About the CGI kit

At the moment this is just random notes.

Code organization

The PERL modules will be accessible at a constant location relative to the CGI directory; typically ../lib/. They would, of course, be addressed as Foo::Whatever. ScriptAlias would be used to bring them into CGI space.
Avoid global variables to allow conversion to mod_perl -- globals will be used only for sitewide constants like lookup paths, shared templates, and so on.
Templates and site parameters go by default in a well-known location (/site) relative to the server root or the document root so that the code can access them. If they're not in one of the default places, we use server environment variables (COMBO_SITE_CF, COMBO_SITE_DOCS) to point to them. The /site URL location, by convention, contains such things as FAQ's, policy documents, and so on. The use of environment variables allows the site information to be differentiated in a virtual-host environment.
Specifically, the master site configuration file is (conventionally) site.cf and is normally contained in the /site directory.

URL-space Organization

There are a small number of (typically indexed) ``areas'', for example /m// for members, or /projects/ for projects. Double-slash (//) indicates a one- or two-level alphabetical index. (/X/Xy/Xyzw). Areas and their indexing style are defined in the site.cf file for the site.

We can do almost all (all?) file management with a single CGI, i.e. /file/...(of course it would be /Ccgi/file.cgi, but we could fix that with mod_rewrite). It would handle directory indices, PUT, POST, and unprocessed GET. It's basically the flipside of process.

File handling

File formatting is done at page update time, by whatever CGI does the upload or edit. If mod_dav is used (probably a good idea), there needs to be a CGI to run the processing at the end of a "session". One way would be start/end session ops. A cron job or cleanup server can handle the inevitable loose ends. Formatting will most likely be controlled by a Makefile to (eventually) allow dependencies to be handled automatically.

With a mod_perl or C implementation it would be possible to do style processing on-the-fly. At the moment, we're not doing that.

.ht files: automatic crosslinking, entity expansion, header/footer tag expansion -- there will be a limited number of extra tags (tbd).

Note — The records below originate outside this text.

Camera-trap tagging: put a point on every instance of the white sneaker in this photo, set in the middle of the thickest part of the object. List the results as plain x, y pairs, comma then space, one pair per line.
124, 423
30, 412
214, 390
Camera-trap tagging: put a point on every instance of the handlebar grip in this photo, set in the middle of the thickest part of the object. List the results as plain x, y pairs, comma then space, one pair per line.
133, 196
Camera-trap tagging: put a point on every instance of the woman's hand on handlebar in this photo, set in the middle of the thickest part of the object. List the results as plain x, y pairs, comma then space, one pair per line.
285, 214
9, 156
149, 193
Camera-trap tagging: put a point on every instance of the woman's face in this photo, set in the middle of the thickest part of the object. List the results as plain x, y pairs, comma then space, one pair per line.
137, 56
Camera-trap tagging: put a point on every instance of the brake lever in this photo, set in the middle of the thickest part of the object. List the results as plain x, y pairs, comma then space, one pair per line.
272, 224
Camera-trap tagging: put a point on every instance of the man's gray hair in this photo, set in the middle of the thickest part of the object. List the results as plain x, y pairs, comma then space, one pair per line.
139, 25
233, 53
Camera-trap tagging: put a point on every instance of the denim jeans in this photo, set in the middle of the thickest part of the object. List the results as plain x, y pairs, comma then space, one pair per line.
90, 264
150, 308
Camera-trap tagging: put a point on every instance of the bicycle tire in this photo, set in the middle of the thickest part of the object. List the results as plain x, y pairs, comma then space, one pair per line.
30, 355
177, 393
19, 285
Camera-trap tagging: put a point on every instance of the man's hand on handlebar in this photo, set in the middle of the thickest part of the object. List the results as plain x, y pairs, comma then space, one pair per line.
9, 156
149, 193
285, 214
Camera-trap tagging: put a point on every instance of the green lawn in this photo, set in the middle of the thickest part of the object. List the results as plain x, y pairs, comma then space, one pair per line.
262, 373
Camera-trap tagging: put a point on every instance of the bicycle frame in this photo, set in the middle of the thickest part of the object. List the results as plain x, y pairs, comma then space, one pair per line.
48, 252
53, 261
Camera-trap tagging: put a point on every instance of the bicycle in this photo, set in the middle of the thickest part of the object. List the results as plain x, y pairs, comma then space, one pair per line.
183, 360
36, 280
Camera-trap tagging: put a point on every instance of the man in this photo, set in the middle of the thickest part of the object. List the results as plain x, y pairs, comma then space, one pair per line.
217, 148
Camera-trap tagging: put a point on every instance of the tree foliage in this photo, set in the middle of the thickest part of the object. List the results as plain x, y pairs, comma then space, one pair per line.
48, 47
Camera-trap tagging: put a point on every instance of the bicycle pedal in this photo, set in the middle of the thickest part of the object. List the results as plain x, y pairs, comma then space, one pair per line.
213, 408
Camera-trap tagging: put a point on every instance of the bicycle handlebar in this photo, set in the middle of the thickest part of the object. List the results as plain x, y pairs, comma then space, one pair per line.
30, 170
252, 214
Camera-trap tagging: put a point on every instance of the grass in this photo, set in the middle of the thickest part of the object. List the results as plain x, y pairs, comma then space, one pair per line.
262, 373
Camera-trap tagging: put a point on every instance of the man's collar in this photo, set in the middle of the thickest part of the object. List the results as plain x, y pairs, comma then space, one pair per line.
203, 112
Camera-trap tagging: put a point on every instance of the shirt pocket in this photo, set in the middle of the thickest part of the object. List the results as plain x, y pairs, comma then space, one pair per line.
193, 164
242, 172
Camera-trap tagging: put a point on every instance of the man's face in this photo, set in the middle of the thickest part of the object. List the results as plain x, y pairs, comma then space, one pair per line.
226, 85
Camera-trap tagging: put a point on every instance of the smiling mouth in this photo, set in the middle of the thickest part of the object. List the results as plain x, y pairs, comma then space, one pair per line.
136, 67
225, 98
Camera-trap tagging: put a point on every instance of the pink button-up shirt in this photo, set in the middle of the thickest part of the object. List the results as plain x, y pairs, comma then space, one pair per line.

Dynamic form processing will be done using a CGI, e.g. /cgi/process/path/to/xxx.ht (Unlike Sparrow Web, this keeps the processing code out of the actual web pages).
.wt files (wiki text): WikiWiki formatting codes as well as the same crosslinking and entity expansion as text in .ht files. Mail-style headers for additional control info. Not converted to <wiki> tags in .ht files, because we want to allow owners to edit them in the original format even if they're using DAV.
.html files: converted to .ht on upload by splicing in header/footer tags, unless otherwise specified. (Sometimes you need to keep the original formatting.)
Docbook, .tex, .flk, .abc, etc.: statically converted to HTML or PDF as necessary and appropriate, with the originals kept around for editing.

All conversion to HTML should be done offline when a file is uploaded; the best thing is probably to automagically generate a Makefile with the appropriate dependencies (but we won't, at first). Skinning could be done by specifying a handler for HTML -- or a stylesheet.

Note that a CGI file expander will be around for debugging purposes, but its existence won't be widely advertised. It could also be used for offline processing; if mod_perl is in use this would be faster -- possibly much faster -- than running it as a separate app. In any case the on-the-fly expander will require using a different URL path than the usual; we have to keep the real files around for updating with WebDAV.

Note that ad selection (member, nonmember, etc.) doesn't require active HTML, only a CGI for the image src that does the appropriate redirects.

Tags and Entities

Entities

There will also be site-wide and directory-wide entity definitions. Anything not defined (e.g. the standard HTML entities like &) will be passed through. An entity called _tag_ will be expanded into the attributes of that tag when we encounter it; about the only reasonable use for this is _body_.

&pagePath;: URL path to the page, not including its extension
&pageName;: filename, less extension, of the page.
&dirPath;: directory path.
&;

Profiles and Property Files

Property files are just files of name=value pairs that turn into entity maps. The site configuration file and user profiles are property files.

We will also use property files for directory properties; in particular for such things as ownership, permissions, style, color theme, and (very importantly) prototype files. In particular, the prototype property in a specialized directory (e.g. a member, contribution, or song directory) points to the prototype to use for the directory index.

Other properties that will be necessary are ones to specify directory format (long/compact, multi-column, sort order), file descriptions, and so on.

Themes

A theme is a (hopefully more-or-less coherent) set of colors, pixmaps, and possibly fonts. Maybe even CSS stylesheets.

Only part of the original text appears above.